- Town/City: McLean County
- State: Illinois
- Country: USA
- Coordinates: 40°22′13.33″N 89°3′14.31″W﻿ / ﻿40.3703694°N 89.0539750°W
- Established: 1824
- Owner: Funk Family
- Produces: corn, soybeans, and alfalfa
- Website: funkfarmstrust.com

= Funk Farms =

Farm in Illinois

Funk Farms is the fourth oldest farm in Illinois which has received the 2012 Environmental Stewardship Award. Abraham Lincoln was one of Funk Farms' first attorneys who later served in the Illinois House of Representatives with Funk Farms founder Isaac Funk.

== History ==
Funk Farms was founded in 1824 by brothers Isaac and Absalom Funk in McLean County, Illinois. From a historical perspective, Abraham Lincoln was one of Funk Farms' first attorneys and later served in the Illinois House of Representatives with Isaac Funk. Isaac was a friend of Lincoln's and an early booster when Lincoln ran for U.S. president.
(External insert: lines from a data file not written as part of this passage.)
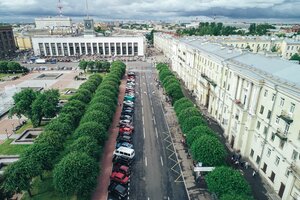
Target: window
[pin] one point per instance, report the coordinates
(265, 130)
(264, 169)
(257, 159)
(269, 114)
(269, 152)
(273, 136)
(277, 160)
(281, 102)
(261, 109)
(294, 155)
(272, 177)
(266, 93)
(258, 125)
(273, 97)
(251, 153)
(292, 108)
(286, 128)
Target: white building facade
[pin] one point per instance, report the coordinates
(74, 46)
(255, 99)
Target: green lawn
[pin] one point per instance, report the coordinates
(24, 127)
(44, 190)
(12, 149)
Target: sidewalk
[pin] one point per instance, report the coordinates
(259, 189)
(195, 190)
(101, 191)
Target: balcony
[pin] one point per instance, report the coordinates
(281, 134)
(208, 80)
(287, 117)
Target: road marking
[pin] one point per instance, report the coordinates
(161, 161)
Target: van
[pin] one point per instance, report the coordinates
(124, 152)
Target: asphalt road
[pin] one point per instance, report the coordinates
(155, 169)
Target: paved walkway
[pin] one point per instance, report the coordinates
(101, 191)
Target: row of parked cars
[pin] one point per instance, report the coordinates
(124, 153)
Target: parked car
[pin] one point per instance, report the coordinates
(119, 177)
(118, 190)
(122, 168)
(124, 144)
(124, 138)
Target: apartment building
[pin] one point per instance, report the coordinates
(255, 98)
(7, 43)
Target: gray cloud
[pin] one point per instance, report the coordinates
(150, 9)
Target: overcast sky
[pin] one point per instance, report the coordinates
(27, 10)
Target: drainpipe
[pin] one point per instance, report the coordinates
(268, 128)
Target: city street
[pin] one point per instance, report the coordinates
(156, 174)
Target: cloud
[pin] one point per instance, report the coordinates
(152, 9)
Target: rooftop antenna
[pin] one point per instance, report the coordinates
(59, 6)
(87, 9)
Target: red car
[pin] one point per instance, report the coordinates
(119, 177)
(125, 129)
(122, 168)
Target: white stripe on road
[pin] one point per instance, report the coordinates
(156, 132)
(161, 161)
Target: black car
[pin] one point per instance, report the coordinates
(122, 161)
(118, 190)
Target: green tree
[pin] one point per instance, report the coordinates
(192, 122)
(86, 145)
(197, 132)
(236, 197)
(23, 103)
(225, 180)
(208, 150)
(18, 175)
(92, 129)
(76, 174)
(83, 65)
(42, 153)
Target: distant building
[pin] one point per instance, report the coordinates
(89, 44)
(7, 42)
(52, 22)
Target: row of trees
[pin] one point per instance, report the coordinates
(212, 28)
(226, 183)
(35, 105)
(46, 151)
(94, 66)
(169, 82)
(9, 67)
(77, 172)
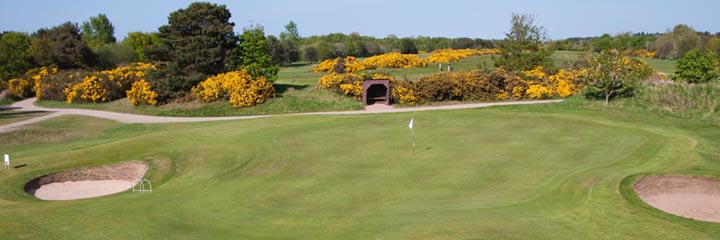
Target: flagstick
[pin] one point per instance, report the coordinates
(413, 141)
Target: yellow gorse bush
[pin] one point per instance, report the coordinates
(142, 93)
(107, 85)
(639, 53)
(237, 86)
(404, 95)
(91, 89)
(37, 76)
(454, 55)
(352, 65)
(394, 60)
(564, 83)
(126, 75)
(348, 84)
(19, 87)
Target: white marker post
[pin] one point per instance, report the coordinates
(413, 132)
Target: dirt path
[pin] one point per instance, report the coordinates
(28, 105)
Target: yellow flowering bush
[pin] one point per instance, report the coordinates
(404, 95)
(454, 55)
(326, 66)
(348, 84)
(567, 82)
(538, 91)
(352, 65)
(92, 89)
(19, 87)
(542, 85)
(394, 60)
(237, 86)
(639, 53)
(252, 93)
(37, 75)
(124, 76)
(142, 93)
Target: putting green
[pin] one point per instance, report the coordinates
(509, 172)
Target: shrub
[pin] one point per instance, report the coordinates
(611, 75)
(37, 76)
(351, 65)
(20, 87)
(141, 93)
(237, 86)
(698, 67)
(94, 88)
(454, 55)
(394, 60)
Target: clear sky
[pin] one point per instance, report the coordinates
(379, 18)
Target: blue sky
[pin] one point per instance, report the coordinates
(379, 18)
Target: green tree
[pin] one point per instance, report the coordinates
(112, 55)
(98, 31)
(713, 45)
(310, 53)
(407, 46)
(698, 67)
(61, 46)
(197, 42)
(611, 75)
(278, 51)
(140, 43)
(522, 48)
(685, 39)
(291, 38)
(16, 56)
(463, 43)
(255, 55)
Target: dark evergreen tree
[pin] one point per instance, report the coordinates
(15, 55)
(522, 48)
(254, 54)
(407, 46)
(62, 46)
(197, 42)
(98, 31)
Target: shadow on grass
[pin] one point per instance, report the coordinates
(282, 88)
(17, 114)
(299, 64)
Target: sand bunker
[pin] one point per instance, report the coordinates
(88, 182)
(688, 196)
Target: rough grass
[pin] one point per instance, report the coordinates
(11, 116)
(700, 101)
(555, 171)
(296, 91)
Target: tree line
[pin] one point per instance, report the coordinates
(672, 44)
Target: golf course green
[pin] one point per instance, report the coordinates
(555, 171)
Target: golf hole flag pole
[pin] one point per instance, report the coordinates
(412, 120)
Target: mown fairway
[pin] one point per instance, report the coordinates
(528, 172)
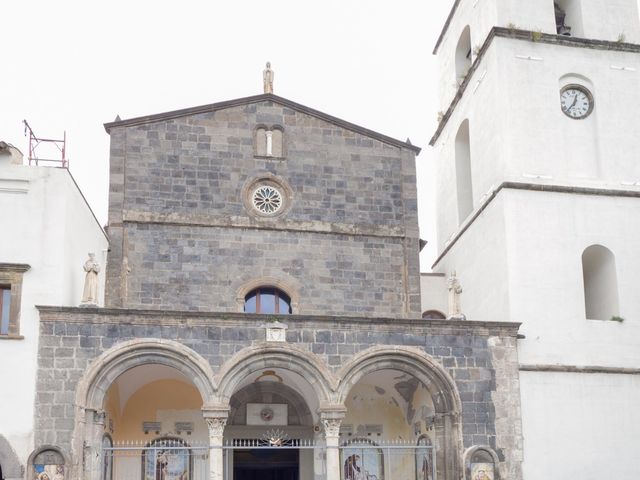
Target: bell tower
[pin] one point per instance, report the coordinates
(538, 193)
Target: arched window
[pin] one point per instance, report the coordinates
(267, 300)
(362, 459)
(481, 462)
(49, 464)
(569, 17)
(464, 185)
(425, 468)
(167, 458)
(600, 283)
(463, 55)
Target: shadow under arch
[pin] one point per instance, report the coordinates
(9, 461)
(267, 356)
(104, 370)
(442, 388)
(411, 360)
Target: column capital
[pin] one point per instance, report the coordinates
(331, 417)
(216, 425)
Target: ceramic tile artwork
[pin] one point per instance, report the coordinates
(49, 472)
(482, 471)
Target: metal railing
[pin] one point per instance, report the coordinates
(360, 459)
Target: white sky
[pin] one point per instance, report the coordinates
(73, 65)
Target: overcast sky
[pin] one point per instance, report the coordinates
(73, 65)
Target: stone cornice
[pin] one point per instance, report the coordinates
(211, 319)
(14, 267)
(266, 97)
(579, 369)
(195, 220)
(529, 36)
(534, 187)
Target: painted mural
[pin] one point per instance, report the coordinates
(166, 463)
(49, 472)
(362, 461)
(482, 471)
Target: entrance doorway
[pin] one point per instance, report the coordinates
(266, 464)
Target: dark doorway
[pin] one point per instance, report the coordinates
(266, 464)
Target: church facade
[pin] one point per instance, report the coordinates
(263, 290)
(538, 141)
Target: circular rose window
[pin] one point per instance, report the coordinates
(267, 199)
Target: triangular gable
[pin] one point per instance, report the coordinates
(257, 99)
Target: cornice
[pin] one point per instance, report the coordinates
(534, 187)
(528, 36)
(414, 326)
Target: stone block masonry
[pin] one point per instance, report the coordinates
(178, 213)
(480, 356)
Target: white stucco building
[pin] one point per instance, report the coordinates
(47, 230)
(538, 191)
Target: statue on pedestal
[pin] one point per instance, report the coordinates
(455, 289)
(267, 77)
(90, 292)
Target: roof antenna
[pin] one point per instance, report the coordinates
(267, 78)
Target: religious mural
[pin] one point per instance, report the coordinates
(168, 462)
(482, 471)
(49, 472)
(362, 461)
(48, 465)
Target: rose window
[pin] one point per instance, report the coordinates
(267, 199)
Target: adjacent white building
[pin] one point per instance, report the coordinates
(47, 231)
(538, 191)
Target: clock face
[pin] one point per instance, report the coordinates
(576, 101)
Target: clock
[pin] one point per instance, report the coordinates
(576, 101)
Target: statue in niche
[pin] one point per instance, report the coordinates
(267, 77)
(90, 293)
(455, 290)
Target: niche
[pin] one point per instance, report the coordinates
(269, 142)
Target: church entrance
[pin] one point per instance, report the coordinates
(266, 464)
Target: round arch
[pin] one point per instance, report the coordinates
(409, 360)
(267, 356)
(286, 286)
(112, 363)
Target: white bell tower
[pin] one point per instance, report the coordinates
(538, 192)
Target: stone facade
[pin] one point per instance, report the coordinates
(188, 248)
(480, 356)
(348, 244)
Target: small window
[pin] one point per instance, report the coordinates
(5, 308)
(269, 142)
(10, 295)
(433, 315)
(600, 283)
(267, 300)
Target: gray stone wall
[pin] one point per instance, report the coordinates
(180, 180)
(72, 338)
(203, 269)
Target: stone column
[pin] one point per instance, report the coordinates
(216, 426)
(331, 422)
(93, 456)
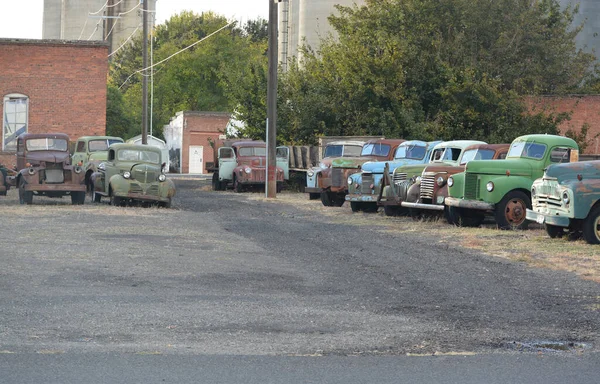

Funk and Lincoln were also responsible for bringing the Chicago & Alton Railroad through Bloomington-Normal Funk Farms in McLean County, detouring it from its originally planned route through Peoria.

In 1901, the Funk family and Funk Farms entered the seed business when Yale educated Eugene Duncan (E.D.) Funk, son of Lafayette Funk and grandson of Isaac, founded Funks Brothers Seed Company. Known for Funk's G-Hybrid seed corn, publicly traded Funk Brothers was the inventor, and world's leading producer, of hybrid corn. In 1941, E.D. Funk Sr. established Funk Farms Trust. The Trust was formed to operate 3,000 acres of land and to feed approximately 6,000 head of cattle. Today, that land is owned by the descendants of E.D. Funk.^{[8][9][10]} The board of trustees is composed of four cousins - all descendants of E.D. Funk. Today, Funk Farms has 3 cash crops - corn, soybeans, and alfalfa, sells premium beef and other items to the public, and runs an organic composting operation.